During the process of making Port-Tea, tea leaves usually has stem with it, which it’s bad for selling, and it cannot be rub into ball-shaped tea leafs, so Aunt Sho-Chu always keeps to herself or give to her relatives for free. Also the tea leafs with stem does not taste bad at all, so we thought we can make it to Port Tea Jelly.

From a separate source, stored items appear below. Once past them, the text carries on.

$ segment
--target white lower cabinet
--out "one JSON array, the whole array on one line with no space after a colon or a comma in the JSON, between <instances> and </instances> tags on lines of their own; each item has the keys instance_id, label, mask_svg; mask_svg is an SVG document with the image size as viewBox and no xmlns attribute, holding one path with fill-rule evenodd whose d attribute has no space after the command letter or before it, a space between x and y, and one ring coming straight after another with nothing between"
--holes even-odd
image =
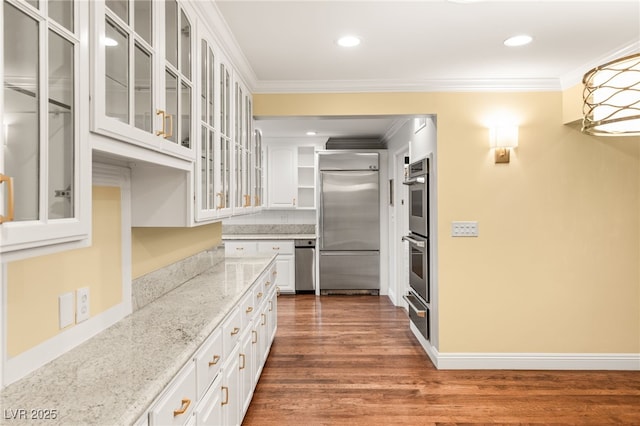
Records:
<instances>
[{"instance_id":1,"label":"white lower cabinet","mask_svg":"<svg viewBox=\"0 0 640 426\"><path fill-rule=\"evenodd\" d=\"M196 407L196 424L222 425L222 376L218 375Z\"/></svg>"},{"instance_id":2,"label":"white lower cabinet","mask_svg":"<svg viewBox=\"0 0 640 426\"><path fill-rule=\"evenodd\" d=\"M240 425L275 337L271 263L151 405L149 425Z\"/></svg>"},{"instance_id":3,"label":"white lower cabinet","mask_svg":"<svg viewBox=\"0 0 640 426\"><path fill-rule=\"evenodd\" d=\"M149 413L152 425L184 425L187 423L196 401L196 366L188 363L164 390Z\"/></svg>"},{"instance_id":4,"label":"white lower cabinet","mask_svg":"<svg viewBox=\"0 0 640 426\"><path fill-rule=\"evenodd\" d=\"M293 240L225 240L227 256L251 256L256 253L277 253L278 288L281 293L296 292L296 258Z\"/></svg>"}]
</instances>

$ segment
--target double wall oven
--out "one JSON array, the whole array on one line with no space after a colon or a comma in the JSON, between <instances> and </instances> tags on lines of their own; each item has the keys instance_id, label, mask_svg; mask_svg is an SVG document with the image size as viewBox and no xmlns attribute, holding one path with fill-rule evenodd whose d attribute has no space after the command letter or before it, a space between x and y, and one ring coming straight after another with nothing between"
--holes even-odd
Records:
<instances>
[{"instance_id":1,"label":"double wall oven","mask_svg":"<svg viewBox=\"0 0 640 426\"><path fill-rule=\"evenodd\" d=\"M430 340L429 286L429 159L409 165L409 291L403 296L409 318L420 334Z\"/></svg>"}]
</instances>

>Most of the Port Tea jellies in the market are made with jelly powders, which does not have the natural sense of the tea leafs, that kind of sense you can smell makes you feel synthetic, and the sense of tea powder itself can’t compare to the natural tea leafs, at the same time it can affect the taste of the jelly, below here is the materials and methods of how we make the Port Tea jelly.

THE MATERIALS WE PREPARED

  • Port Tea leaves with stem 50g
  • Sugar 160g
  • Gelatine[Jelly powder] 40g
  • Water 2200cc
  • 10 Steaming egg cup

HOW WE MAKE IT

  • Put 75g of tea leaves into 6000cc boiled waters.
  • Then put 160g of filtered sugar into the boiled water and stir it.
  • Slowly put the 40g of Gelatine into the boiled water and stir it even.
  • Turn off the fire, and pour the tea soup liquid into the steaming egg cup for it to cool off.
  • Once it was cool off, which will turn to gel form, add a little butters, and that’s how you make the delicious Port Tea jelly.

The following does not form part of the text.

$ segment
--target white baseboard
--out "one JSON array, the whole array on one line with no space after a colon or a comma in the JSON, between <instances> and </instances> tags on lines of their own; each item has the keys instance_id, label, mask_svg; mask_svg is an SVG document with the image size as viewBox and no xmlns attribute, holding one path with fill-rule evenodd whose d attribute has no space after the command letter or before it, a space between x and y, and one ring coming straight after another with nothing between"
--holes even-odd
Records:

LITTLE TIPS YOU SHOULD KNOW

  • Gelatine is an powder which turns liquid into gel form, things like we usually eat, pudding, cheese and jelly are all made of Gelatine!
  • Gelatine can only be melt with temperature above 95 degree Celsius, and can only be freeze or turn into gel form with temperature below 40 degree Celsius.
  • There are two ingredients consists in Gelatine, one is collagen inside of animals’ skin and bones and another one is substance extract from the seaweed, if anyone is vegetarian should be aware of it.
  • We wish everybody can come to Manjhou and taste the delicious Port Tea jelly we made.